Sundown, in a cave on the beachfront. A walkway skirts the overhang, the monumental Red Bluff shrouded in darkness overhead. Down in the sand a fire is burning slowly, and on the white hot coals a goat curry simmers in a camp oven. The flames illuminate the cave in a flickering apricot glow.
This cave is Nathan’s home. He’s only been here three days, but over the four decades he’s been coming to Red Bluff, this cave has sheltered him from the elements for up to five months at a time. It’s warm in the evening, cool in the sweltering day, and tucked away from the relentless wind.
Red Bluff runs in Nathan’s blood. He first came here aged two, with his old man. Nathan is 39 now, but when he reminisces on his childhood he recalls a vastly different world to the structured campground he’s living in today.
“Back in the 70s, the Bluff was a really different place,” he says.
“Crew were just walking around naked everywhere; there were no dunnies. Everyone would just come down and shit in this cave. People were living off goats, kangaroos, whatever they could get their hands on. Things were pretty feral back then.”
In the early days, Nathan’s Dad introduced him to surfing and taught him to hunt, fish, and survive in the wild. Nathan still upholds the traditions of his forefathers today; varying a staple diet of rice, beans and potatoes with butchered road kill and fresh catch.
“I was coming here a lot and I’d always see road kill off the side of the track.

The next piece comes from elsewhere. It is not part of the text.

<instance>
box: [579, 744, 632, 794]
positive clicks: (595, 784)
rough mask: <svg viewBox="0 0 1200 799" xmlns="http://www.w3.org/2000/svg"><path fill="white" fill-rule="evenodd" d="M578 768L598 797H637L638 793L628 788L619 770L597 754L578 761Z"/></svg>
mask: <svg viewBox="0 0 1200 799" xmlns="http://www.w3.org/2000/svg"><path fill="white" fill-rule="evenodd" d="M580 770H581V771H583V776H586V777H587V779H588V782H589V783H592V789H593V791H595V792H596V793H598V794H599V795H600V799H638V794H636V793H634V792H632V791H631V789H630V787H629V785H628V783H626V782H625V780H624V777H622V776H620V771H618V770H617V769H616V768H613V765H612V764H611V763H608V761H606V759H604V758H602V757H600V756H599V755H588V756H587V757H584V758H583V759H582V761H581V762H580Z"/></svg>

I thought to myself, ‘Why am I paying for meat when I can just get it off the side of the road?’
When Nathan acquired a drivers licence, aged 17, jaunts to the Bluff became more frequent and prolonged. In the interim years, he’s spent lengthy stints overseas and worked odd jobs to fund his lifestlye: “gardening, maintenance, whatever it takes to keep the dream alive, man.”
But for eight, serious years during his late twenties and early thirties, Nathan didn’t see The Bluff once. He knuckled down – working away on a mine site and building a house with his old man. Surfing faded into the distance, until he rediscovered a life free from responsibility.
“I guess it was just something I had to do, you know,” he says.
“It’s was pretty good knuckling down and building a house with Dad, but look at me now! I don’t know what happened. I own my own home and here I am living in a cave!”
Nathan doesn’t own a car, so to get here he caught the overnight bus from Margaret River to Carnarvon, where he quickly identified a fellow surfer outside the bakery and hitched a ride 130km to the Bluff.
The earliest date Nathan knows of a ride home is mid-September. He plans to see the rest of the season out in his cave, but this trip isn’t just another few months of glorious indulgence. Nathan’s beloved father passed away five years ago, and on this trip Nathan plan’s to scatter his old man’s ashes at their favourite place.